Of course, I should be careful what I wish for. Getting kidnapped by terrorists would probably be just as educational, but I doubt I’d enjoy it at all.

Baron Samedi
Flickr Credit: Julien CARTRY
And yet… Kananga, Nero, Rugen, the Darkling, Thorne, the list goes on and on. No matter how much you root for justice, you also have to root for these guys, because they are fantastic.

Take that, my poor league of gentlemen. You deserved what you got.

Tuesday, February 3, 2015

The Gift of Language

A Gift

I have an awesome friend in Japan who sent me a Sherlock manga for Christmas. It’s beautiful, soft cover, and came in the mail with twelve stamps—I almost felt like I was getting mail from the Weasleys. I haven’t taken the time to start really looking at the book yet, but sometimes one has econ homework. Blast.

But, fun fact, I don’t speak Japanese, much less read it.

And yet, I’m still excited.

What I think sometimes we misunderstand about languages is that we assume they are foreign merely because we do not speak them. This is silly. Certainly, it’s not my native language. And yes, it originates from another country, revolves around a different culture than mine, including the different slang, customs, and representations of a place I’ve never been.

Somewhere, though, I don’t think it’s that foreign to me.

I think of the language I am actually learning. Español. Tomo una clase de AP en las tardes con ocho otros estudiantes para practicar el idioma por clases en el futuro, y, quizás, viajes a los países hispanohablantes. Durante el verano, fui a la España con mi padre, a Madrid y Barce. Es un país hermoso, pero siempre puedo retarme en mi casa, también. En el año pasado, compré mi libro favorito en inglés para leerlo en español: HIVE, Escuela de Malhechores.
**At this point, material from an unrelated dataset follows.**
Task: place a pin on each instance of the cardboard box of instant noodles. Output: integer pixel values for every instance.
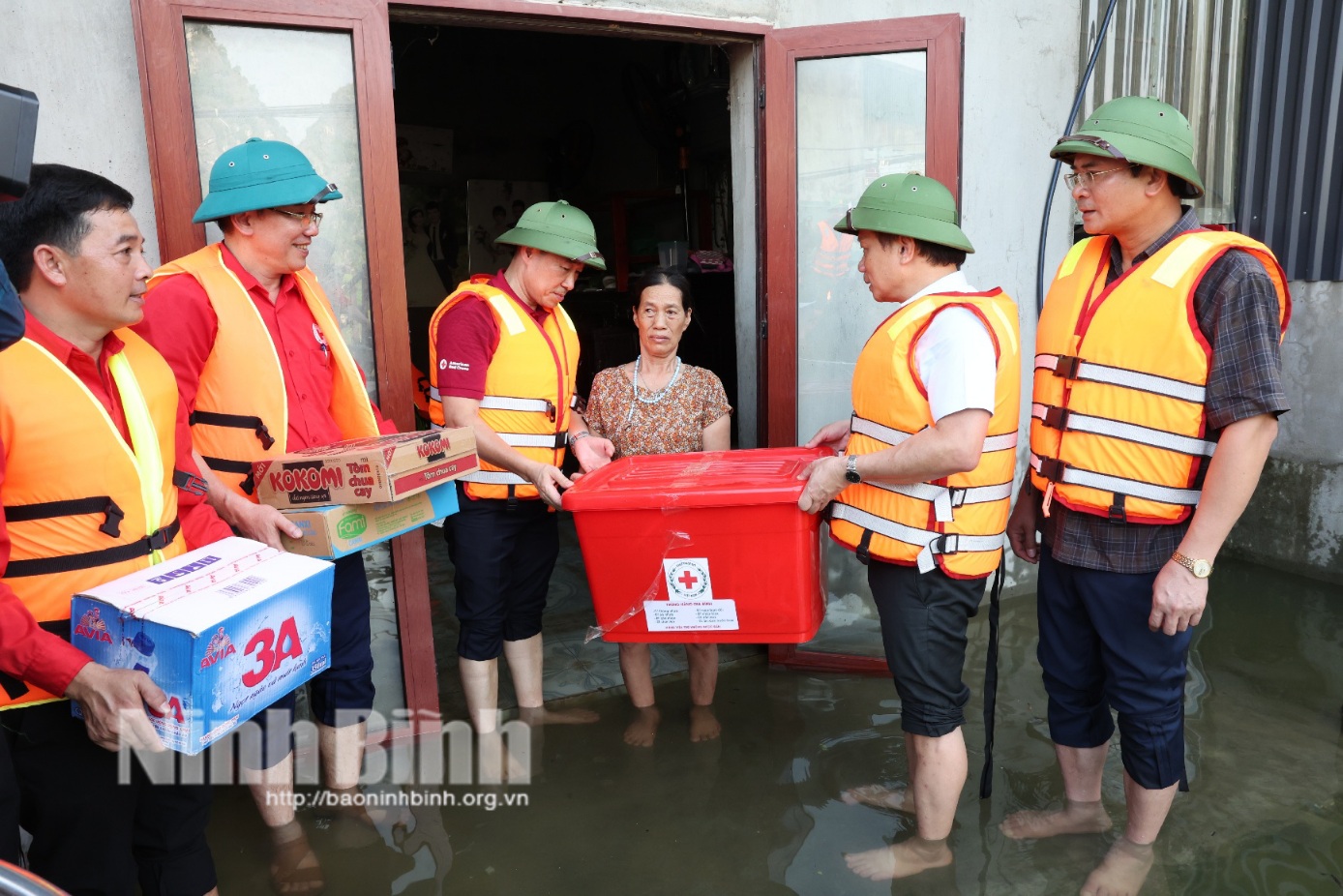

No entendía la mayoría del cuento. No me importaba. Es posible que el cuento haya sido tan familiar, pero también, la otra lengua me trajo otros pensamientos. Dichos. Vocabulario. Una perspectiva diferente.

And sure, I assume you might not speak Spanish. That’s okay. There may have been words that stuck out to you because they sound the same in English. Futuro means future. Surprise! Clase means class, practicar means practice—you get that there are cognates.

I don’t speak Japanese, but I expect that somehow, it’s not going to matter, completely. I have the help of the Internet to take a look at introductory characters, and a friend who lives in Japan to boot. Even then, it’s a manga so there are pictures.

Someone has made a meaning for me; I merely have to find it.

Yes, I have gotten an awesome gift. And sure, I won’t know everything. But when I was speaking in Spanish, did you think I had abandoned you forever?

So, what’s one of the best gifts you’ve gotten, lately? And, what are you reading this week?